# Calculating the moment of Interia

1. Nov 9, 2009

### PenTrik

1. The problem statement, all variables and given/known data
Prove that the moment of inertia of the same region about the x-axis, Ixx, is given by bh^3/21

where y = h(x/b)^2

2. Relevant equations

$$\int(y^2*dA)$$

3. The attempt at a solution

so I first figure that dA has to equal
$$h(x/b)^2 * dx$$
and that y has to equal
$$h^2 * (x/b)^4$$

so when I put it into the intergral, I get something along the lines of
$$\int(h(\frac{x}{b})^2 * h(\frac{x}{b}) ^ 2 * h(\frac{x}{b})*dx)$$
from 0 to b

except when I calculate it out, I get a solution of
$$\frac{h^3*b}{7}$$

$$\frac{h^3*b}{21}$$

somehow I am missing a 1/3.

if it at all helps, I've already calculated the centroids to be <0.75b, .3h>

Last edited: Nov 9, 2009
2. Nov 10, 2009

### phyzmatix

Set dA = dydx and evaluate a double integral over the given region (you have the limits of x as well as y).
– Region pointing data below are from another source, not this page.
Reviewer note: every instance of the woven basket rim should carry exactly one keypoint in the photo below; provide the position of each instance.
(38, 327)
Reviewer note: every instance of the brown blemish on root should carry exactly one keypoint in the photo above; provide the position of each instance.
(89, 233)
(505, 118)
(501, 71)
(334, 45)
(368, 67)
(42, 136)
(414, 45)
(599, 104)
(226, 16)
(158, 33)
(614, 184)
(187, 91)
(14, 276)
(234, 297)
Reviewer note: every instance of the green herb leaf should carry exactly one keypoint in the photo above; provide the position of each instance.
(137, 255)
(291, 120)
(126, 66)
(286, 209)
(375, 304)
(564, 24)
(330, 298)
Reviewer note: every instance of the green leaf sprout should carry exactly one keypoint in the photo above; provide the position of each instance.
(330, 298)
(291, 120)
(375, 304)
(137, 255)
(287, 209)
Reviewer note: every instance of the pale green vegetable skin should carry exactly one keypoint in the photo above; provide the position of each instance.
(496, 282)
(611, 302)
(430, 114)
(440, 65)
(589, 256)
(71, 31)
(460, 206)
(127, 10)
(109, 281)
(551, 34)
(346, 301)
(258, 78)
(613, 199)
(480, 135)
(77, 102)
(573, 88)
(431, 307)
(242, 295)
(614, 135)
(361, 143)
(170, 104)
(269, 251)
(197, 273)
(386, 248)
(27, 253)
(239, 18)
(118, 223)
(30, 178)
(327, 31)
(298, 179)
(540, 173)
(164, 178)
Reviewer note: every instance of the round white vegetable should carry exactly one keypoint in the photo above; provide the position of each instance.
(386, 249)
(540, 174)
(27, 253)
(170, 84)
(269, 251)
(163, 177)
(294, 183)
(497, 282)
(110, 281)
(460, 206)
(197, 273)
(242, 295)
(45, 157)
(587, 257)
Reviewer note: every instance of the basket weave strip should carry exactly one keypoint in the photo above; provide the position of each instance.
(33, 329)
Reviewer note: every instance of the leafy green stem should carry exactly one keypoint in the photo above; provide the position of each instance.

Remember to first evaluate with respect to the variable limits (your "inner integral") and then with respect to constants (your "outer integral" should have constant limits). That will give you the right answer.

3. Nov 10, 2009

### PenTrik

Ah uh, would my limit for dx be from 0 to b, and for dy to go from 0 to y=h(x/b)^2?

4. Nov 10, 2009

### phyzmatix

Think you made a typo (should be h(x/b)^2) but that is exactly right

EDIT: As I was replying, you fixed it

5. Nov 10, 2009

### PenTrik

Holy ****, I get this now.
Thank you much.

6. Nov 10, 2009

### phyzmatix

HAHAHA!!! Glad to be of help! You see, you can do it